2. Become a Usability Champion – Nature abhors a vacuum (so do I when my wife tells me it’s time to vacuum the stairs!) so here’s a chance for you to step in and fill that usability void. Push hard for usability projects to anyone who’ll listen (at your company, your mom already knows you’re the best usability person in the whole wide world – whatever the heck “usability” is).

If you’re brave, you might actually conduct your own usability evaluation of your web site or product and provide an executive summary to some well placed VPs – just for reading material the next time they have to fly somewhere. Try to make friends with the coders and developers of the web site or application and see if they’ll become “usability friendly” – try taking them to lunch, that might help.

Also, read the post I wrote on the 7 enterprise usability tips for ways you can apply usability projects beyond just a web site, if that avenue is closed to you. There’s lots of potential usability projects lurking at your Company, in many different divisions. Consider IVR messages, customer service web sites or applications or even internal applications that all employees have to use.

The point here is perception is reality, and if all you do is talk about usability and how it helps increase sales or interactions or whatever, eventually people will believe you are the Usability guru and champion.

By the way, it’s important that you are a usability Champion that can actually get usability projects approved. Being a usability champion without the authority to use the company pen to sign a company check to pay for a usability project means you don’t have the authority to make usability projects happen, and thus you’re probably not a usability champion. Some of your co-workers in your office might be calling you just a “usability nut,” the mean ones a “usability chump-ion” (ouch).

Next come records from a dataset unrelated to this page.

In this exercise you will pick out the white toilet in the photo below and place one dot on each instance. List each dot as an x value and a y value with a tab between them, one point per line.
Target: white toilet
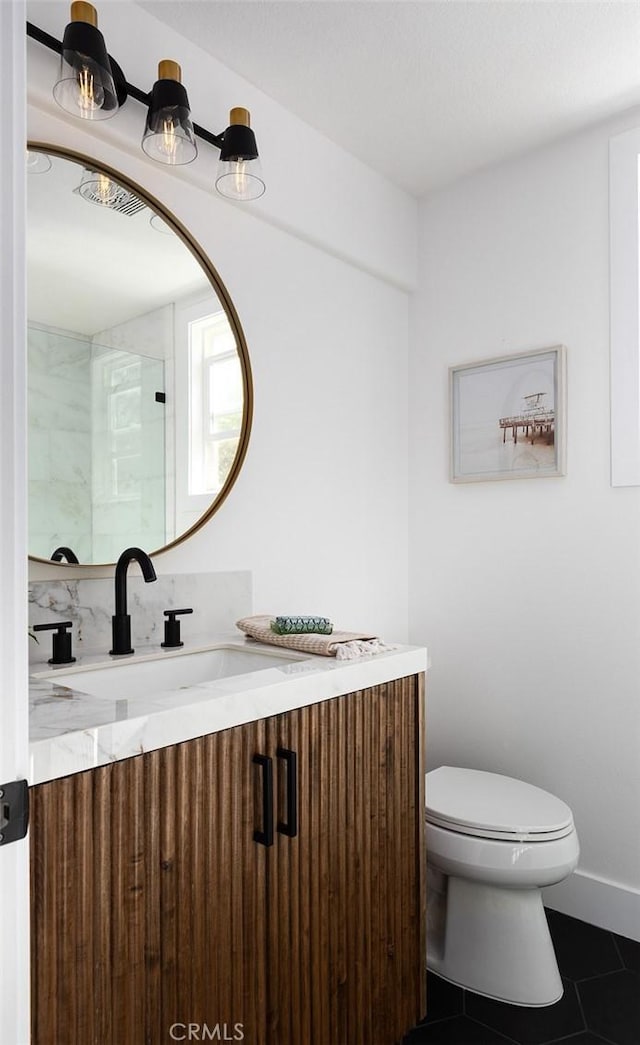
493	843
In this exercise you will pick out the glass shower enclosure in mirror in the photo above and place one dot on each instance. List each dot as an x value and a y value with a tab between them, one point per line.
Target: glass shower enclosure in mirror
139	384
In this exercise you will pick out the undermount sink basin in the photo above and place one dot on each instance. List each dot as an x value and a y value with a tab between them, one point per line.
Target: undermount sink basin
128	679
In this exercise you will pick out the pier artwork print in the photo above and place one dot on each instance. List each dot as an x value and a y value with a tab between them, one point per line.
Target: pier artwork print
508	417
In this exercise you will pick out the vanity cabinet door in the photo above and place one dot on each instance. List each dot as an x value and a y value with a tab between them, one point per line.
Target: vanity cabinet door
149	898
346	895
154	906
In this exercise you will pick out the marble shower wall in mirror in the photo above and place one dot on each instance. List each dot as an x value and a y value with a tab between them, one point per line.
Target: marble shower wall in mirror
139	386
96	439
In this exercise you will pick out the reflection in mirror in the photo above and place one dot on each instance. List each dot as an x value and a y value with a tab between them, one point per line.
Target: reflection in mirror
139	388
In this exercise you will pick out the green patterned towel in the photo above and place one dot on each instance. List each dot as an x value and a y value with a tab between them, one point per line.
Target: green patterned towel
301	626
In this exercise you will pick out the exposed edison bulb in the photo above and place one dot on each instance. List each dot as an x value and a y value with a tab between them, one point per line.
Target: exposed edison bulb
168	141
90	93
240	175
168	132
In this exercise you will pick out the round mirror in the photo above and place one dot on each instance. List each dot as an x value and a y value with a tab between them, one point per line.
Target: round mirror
139	382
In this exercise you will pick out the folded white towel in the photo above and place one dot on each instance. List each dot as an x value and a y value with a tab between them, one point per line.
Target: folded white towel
342	645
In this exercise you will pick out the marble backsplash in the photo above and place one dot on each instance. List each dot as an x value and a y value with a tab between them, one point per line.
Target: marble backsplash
218	600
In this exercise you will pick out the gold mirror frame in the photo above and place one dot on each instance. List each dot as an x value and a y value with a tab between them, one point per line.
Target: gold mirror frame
227	304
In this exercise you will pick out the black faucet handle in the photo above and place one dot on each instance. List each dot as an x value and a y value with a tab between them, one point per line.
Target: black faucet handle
172	628
62	641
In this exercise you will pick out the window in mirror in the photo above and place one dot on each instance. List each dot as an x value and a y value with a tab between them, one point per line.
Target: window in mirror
139	384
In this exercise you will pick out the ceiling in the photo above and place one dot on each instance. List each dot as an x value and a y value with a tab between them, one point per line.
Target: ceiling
427	92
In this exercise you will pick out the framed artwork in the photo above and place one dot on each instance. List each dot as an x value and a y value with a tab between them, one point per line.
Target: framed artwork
508	417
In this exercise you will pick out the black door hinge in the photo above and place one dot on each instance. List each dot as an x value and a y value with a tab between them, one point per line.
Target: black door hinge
14	811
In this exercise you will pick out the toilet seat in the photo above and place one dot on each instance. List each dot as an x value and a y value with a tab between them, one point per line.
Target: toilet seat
471	802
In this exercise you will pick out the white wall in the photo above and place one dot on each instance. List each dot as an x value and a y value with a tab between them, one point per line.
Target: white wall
528	591
320	510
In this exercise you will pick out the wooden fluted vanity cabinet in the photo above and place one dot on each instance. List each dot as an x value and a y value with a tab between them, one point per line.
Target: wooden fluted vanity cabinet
155	908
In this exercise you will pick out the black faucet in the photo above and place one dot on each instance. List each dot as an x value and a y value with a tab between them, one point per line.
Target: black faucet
64	553
120	623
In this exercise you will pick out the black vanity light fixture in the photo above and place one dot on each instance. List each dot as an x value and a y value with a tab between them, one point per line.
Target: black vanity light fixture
92	86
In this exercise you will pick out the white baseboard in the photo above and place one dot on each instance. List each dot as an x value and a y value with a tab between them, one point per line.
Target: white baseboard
597	901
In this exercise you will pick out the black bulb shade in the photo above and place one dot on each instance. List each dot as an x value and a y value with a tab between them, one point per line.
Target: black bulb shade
84	51
238	144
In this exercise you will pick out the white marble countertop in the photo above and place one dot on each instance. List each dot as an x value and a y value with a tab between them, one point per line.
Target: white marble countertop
71	732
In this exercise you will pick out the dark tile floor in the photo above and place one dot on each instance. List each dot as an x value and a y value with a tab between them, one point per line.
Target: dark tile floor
600	1005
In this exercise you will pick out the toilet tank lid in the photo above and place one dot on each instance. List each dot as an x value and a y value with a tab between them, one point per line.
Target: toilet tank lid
474	798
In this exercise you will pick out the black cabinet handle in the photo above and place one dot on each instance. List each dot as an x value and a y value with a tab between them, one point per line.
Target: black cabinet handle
265	837
291	827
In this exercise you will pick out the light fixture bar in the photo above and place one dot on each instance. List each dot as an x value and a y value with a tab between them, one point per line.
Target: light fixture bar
129	90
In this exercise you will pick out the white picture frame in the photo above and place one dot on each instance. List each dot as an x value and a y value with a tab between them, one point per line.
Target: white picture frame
508	417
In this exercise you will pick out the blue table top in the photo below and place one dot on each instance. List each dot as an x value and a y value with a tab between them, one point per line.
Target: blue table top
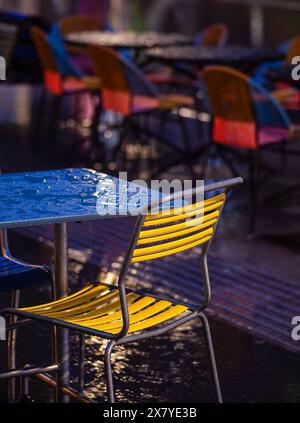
67	195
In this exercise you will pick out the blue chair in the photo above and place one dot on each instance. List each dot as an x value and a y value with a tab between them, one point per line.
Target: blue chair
15	276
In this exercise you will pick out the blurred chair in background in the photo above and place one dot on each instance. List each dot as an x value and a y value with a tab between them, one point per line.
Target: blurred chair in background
126	92
61	78
246	120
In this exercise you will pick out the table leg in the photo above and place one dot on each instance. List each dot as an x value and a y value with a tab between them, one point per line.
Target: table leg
61	336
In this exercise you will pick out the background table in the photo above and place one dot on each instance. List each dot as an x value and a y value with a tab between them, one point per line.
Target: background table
127	39
58	197
231	55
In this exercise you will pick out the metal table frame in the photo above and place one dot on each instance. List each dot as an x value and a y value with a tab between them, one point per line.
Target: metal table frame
60	335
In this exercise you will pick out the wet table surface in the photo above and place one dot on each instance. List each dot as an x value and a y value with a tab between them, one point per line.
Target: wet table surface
127	39
210	55
58	196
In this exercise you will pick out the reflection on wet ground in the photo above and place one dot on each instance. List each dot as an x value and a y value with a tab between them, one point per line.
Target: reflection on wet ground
172	367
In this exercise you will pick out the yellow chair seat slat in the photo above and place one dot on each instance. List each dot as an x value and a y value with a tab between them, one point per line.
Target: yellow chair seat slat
188	227
170	252
86	306
144	311
187	215
170	245
100	317
116	322
158	319
190	207
70	299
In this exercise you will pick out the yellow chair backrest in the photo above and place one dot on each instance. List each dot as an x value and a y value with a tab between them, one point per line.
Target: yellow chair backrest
179	229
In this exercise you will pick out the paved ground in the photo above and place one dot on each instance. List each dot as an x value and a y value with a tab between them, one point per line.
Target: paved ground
252	369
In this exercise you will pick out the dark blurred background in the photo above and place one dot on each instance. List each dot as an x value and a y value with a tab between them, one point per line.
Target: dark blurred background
267	22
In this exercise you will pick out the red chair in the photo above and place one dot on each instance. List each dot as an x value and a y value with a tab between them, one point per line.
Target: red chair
126	91
246	119
56	84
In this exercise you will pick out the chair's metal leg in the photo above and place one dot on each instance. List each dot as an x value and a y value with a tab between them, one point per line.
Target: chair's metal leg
81	362
211	354
253	179
12	339
38	119
108	371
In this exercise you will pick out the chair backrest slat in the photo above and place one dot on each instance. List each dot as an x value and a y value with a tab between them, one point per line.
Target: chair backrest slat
195	224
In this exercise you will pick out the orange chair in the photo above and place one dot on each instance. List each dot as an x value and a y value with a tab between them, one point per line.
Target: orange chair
126	91
246	118
215	35
55	83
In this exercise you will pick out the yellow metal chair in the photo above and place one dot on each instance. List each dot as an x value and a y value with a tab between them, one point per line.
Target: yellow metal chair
123	315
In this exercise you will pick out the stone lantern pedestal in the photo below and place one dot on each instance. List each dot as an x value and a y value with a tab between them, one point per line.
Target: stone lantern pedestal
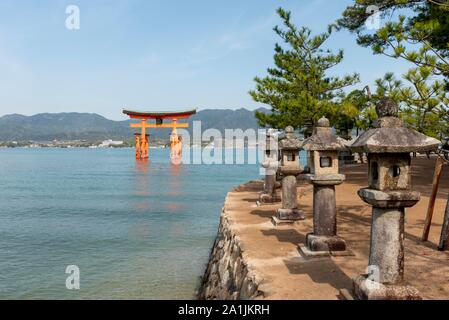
289	170
390	192
270	165
324	147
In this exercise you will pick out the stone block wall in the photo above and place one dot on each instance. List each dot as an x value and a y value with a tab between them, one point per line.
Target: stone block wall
227	276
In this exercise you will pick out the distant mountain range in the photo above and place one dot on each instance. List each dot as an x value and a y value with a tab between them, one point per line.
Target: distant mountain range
91	126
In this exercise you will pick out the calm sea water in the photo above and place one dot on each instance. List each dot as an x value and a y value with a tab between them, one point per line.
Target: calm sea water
136	231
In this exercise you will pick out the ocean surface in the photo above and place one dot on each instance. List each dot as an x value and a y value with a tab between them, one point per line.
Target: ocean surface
135	230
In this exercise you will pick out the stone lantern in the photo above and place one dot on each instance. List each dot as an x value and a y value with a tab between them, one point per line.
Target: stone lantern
270	165
289	170
323	147
388	147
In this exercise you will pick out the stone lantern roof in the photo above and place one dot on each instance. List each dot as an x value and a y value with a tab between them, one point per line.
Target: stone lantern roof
390	135
290	142
323	139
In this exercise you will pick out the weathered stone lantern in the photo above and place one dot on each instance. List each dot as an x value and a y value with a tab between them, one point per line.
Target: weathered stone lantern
270	165
323	147
289	170
388	146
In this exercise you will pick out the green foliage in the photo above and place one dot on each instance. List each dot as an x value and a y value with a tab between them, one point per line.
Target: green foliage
356	112
298	88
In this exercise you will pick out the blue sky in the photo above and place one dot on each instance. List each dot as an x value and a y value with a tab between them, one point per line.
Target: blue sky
149	54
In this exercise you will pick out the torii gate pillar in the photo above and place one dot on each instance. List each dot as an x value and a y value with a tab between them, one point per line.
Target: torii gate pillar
142	139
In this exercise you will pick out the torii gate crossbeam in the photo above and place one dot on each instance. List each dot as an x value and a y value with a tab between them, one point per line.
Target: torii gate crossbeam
143	138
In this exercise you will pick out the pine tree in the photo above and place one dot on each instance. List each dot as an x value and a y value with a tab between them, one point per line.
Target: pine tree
299	89
419	35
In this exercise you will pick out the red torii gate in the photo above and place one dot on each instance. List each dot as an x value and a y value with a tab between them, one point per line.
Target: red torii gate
159	116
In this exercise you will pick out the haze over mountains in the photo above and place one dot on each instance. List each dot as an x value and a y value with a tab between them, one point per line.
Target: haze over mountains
91	126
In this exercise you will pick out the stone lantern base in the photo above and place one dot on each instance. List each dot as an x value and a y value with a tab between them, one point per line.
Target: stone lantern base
325	243
265	198
365	289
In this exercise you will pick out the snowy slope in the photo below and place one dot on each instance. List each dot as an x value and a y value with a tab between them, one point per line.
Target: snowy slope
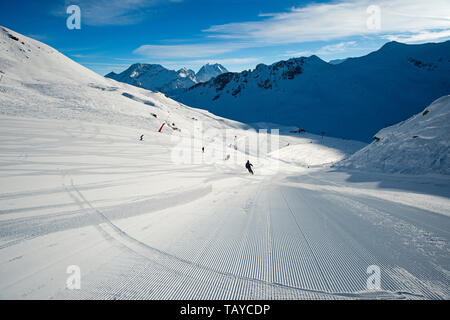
419	145
209	71
157	78
39	82
353	99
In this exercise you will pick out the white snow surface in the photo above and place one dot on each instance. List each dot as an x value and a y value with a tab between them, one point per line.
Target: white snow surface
419	145
77	187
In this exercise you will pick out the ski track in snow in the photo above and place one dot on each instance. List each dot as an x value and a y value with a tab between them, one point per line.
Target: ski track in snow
142	230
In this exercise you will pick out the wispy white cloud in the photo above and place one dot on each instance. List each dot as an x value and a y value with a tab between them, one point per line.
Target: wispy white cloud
325	50
186	50
402	20
114	12
339	19
421	37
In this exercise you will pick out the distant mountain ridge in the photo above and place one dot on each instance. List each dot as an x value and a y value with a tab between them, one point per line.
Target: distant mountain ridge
157	78
352	99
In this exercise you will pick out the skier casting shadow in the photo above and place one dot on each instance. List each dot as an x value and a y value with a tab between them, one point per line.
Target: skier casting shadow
249	166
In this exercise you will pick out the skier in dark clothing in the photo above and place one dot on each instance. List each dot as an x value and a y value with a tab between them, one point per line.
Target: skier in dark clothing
249	166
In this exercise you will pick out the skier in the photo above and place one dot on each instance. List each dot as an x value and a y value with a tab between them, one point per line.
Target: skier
249	166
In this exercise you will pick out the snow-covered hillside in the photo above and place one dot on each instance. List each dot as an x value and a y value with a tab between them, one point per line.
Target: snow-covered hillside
157	78
353	99
209	71
419	145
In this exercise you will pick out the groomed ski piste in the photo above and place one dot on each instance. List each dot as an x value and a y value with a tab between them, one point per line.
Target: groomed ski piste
78	188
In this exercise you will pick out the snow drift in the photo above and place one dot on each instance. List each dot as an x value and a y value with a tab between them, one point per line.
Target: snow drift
419	145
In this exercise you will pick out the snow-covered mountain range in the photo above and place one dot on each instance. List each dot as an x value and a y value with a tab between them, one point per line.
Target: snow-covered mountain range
37	81
352	99
419	145
157	78
209	71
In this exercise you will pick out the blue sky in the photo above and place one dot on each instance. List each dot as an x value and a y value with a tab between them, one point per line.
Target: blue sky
236	33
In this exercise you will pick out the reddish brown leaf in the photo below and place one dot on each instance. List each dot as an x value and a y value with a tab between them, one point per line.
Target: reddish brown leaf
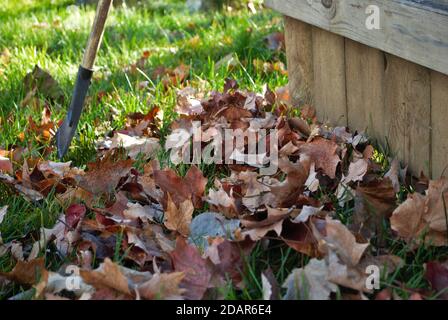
324	154
187	259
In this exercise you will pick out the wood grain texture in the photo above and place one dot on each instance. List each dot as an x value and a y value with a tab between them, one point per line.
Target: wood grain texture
408	113
439	124
299	53
413	31
365	89
96	35
329	77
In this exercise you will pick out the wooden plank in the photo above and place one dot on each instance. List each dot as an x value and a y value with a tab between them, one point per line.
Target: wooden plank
365	89
329	77
299	53
417	33
408	113
439	124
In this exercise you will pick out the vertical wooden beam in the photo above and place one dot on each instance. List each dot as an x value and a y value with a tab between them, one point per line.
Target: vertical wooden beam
365	89
329	77
299	54
408	112
439	124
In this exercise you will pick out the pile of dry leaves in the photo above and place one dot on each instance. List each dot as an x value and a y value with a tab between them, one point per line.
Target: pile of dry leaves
153	220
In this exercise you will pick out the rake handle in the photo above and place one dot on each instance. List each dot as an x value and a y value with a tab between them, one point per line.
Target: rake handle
96	35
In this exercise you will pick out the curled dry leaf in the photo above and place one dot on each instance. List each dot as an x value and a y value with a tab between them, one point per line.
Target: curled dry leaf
5	165
178	218
256	230
187	259
211	225
324	154
94	180
285	193
108	275
424	217
134	145
162	286
374	202
340	240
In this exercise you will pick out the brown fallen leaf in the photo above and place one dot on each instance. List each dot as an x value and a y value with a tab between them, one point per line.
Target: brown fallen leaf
192	186
256	230
285	193
340	240
374	202
108	275
324	154
309	283
94	180
437	276
134	145
187	259
423	217
228	259
178	218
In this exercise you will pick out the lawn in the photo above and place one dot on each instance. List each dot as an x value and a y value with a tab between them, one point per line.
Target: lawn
149	52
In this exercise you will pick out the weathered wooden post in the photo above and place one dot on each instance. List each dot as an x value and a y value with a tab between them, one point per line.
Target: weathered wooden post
380	66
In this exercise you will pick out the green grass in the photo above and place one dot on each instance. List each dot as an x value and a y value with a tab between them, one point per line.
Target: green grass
167	29
173	35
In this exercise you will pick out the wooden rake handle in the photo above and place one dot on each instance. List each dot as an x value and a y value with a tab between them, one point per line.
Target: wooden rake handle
96	35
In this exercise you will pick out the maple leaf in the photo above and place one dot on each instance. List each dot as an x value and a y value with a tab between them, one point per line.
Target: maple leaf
134	145
187	259
27	272
309	283
256	230
285	193
94	180
423	217
107	275
178	218
192	186
228	260
324	154
374	202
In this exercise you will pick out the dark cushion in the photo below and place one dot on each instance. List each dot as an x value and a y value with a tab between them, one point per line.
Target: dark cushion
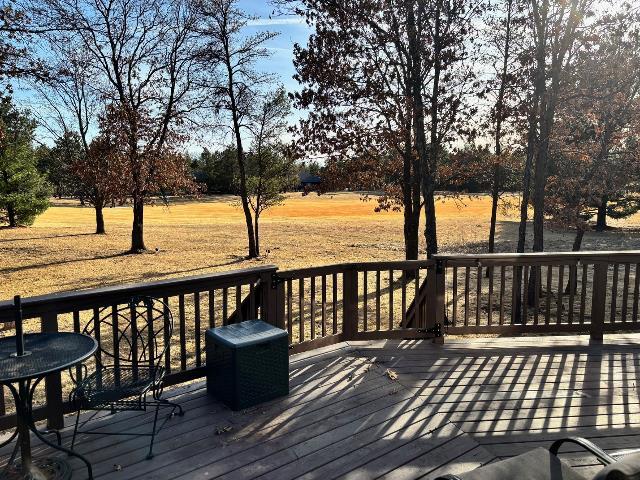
538	464
626	468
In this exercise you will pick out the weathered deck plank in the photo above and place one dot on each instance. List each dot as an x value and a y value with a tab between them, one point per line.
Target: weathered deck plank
452	408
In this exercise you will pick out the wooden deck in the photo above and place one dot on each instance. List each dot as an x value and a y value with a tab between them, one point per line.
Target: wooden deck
395	410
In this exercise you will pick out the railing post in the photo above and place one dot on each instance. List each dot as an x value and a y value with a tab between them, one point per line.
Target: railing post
350	304
435	297
53	382
272	300
598	299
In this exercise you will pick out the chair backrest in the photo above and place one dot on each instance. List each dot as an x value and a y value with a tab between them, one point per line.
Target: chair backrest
135	334
626	467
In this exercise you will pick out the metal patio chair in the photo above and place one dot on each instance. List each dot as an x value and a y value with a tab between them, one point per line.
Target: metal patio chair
543	464
129	365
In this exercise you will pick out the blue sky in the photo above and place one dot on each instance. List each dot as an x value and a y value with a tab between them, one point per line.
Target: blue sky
291	30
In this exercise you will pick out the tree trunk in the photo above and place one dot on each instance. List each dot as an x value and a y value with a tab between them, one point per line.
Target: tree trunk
572	283
244	197
411	233
257	234
577	241
137	231
427	156
430	232
11	213
495	196
601	219
99	218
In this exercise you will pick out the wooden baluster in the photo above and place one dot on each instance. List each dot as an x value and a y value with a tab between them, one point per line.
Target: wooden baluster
133	352
515	271
252	301
454	292
212	309
573	273
290	309
525	296
490	311
636	293
598	299
53	382
625	292
536	295
76	329
167	336
151	345
614	293
196	326
547	314
417	300
183	333
334	299
560	303
390	326
97	333
239	303
403	279
313	308
225	306
467	275
324	305
115	335
502	291
301	310
478	294
583	292
365	308
378	286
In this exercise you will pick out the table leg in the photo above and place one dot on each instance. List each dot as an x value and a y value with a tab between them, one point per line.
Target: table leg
59	447
23	398
23	412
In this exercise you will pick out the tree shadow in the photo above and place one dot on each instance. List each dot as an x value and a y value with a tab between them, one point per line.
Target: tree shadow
46	237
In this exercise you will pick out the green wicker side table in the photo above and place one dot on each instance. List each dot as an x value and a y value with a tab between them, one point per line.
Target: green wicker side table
247	363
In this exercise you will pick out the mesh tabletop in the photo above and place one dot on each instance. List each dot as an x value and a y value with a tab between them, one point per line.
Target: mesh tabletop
49	352
249	332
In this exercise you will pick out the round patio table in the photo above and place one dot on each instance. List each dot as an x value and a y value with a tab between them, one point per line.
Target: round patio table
44	354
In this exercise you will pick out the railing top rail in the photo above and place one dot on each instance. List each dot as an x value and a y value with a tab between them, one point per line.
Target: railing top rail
359	266
77	300
545	257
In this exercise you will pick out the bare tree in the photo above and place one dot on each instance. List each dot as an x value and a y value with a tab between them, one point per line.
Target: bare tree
555	27
270	168
142	55
233	80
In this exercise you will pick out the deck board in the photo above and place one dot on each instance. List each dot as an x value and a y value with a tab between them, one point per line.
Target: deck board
452	408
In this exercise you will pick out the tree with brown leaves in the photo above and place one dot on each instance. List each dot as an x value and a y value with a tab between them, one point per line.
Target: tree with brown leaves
142	60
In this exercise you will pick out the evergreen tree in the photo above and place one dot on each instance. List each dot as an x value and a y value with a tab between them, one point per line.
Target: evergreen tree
24	192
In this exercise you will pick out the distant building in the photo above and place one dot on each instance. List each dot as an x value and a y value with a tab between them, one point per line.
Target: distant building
308	181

3. Leave the Company – Guess what? Sometimes an old, non usability friendly door must close before a new, usability friendly door can open. If the corporate culture is dragging you down, and you’ve tried everything you can (see numbers 1 and 2 above) to get a usability champion at your company, it might be time to leave and find a company that does have a usability champion.

Don’t think of it as failing, being a quitter or throwing in the towel. Think of it as your company is not able to incorporate usability as a part of it’s core function, and thus you must find a better environment where you can make a difference practicing usability. Those losers.

According to USNews & World Report, you, yes you, as a usability experience specialist are in one of the Best Careers of 2009. If your current lame unresponsive dimwitted ignorant company doesn’t truly value and support usability, more than likely there’s another company out there who will.

So dust off your resume, dry-clean your interview suit, shine up those shoes and hit the pavement you usability experience specialist you! You’ve got a whole new exciting opportunity just WAITING for you to get started! What are you waiting for? There’s a better opportunity for you and all you have to do is take that first step!


Conclusion – User Experience is Not Mature, Especially without a Usability Champion

According the results of HFI’s recent “Usability Experience Maturity Survey 2009” almost half of those of us who completed the survey are without a usability champion. Without a usability champion at your company it’s going to be very difficult to achieve usability maturity, and include usability as a core attribute of your company’s operations.

If you’re not comfortable trying to accomplish usability without a usability champion, you can either find one in your organization, become one, or worst case leave the organization and join one that does have a usability champion.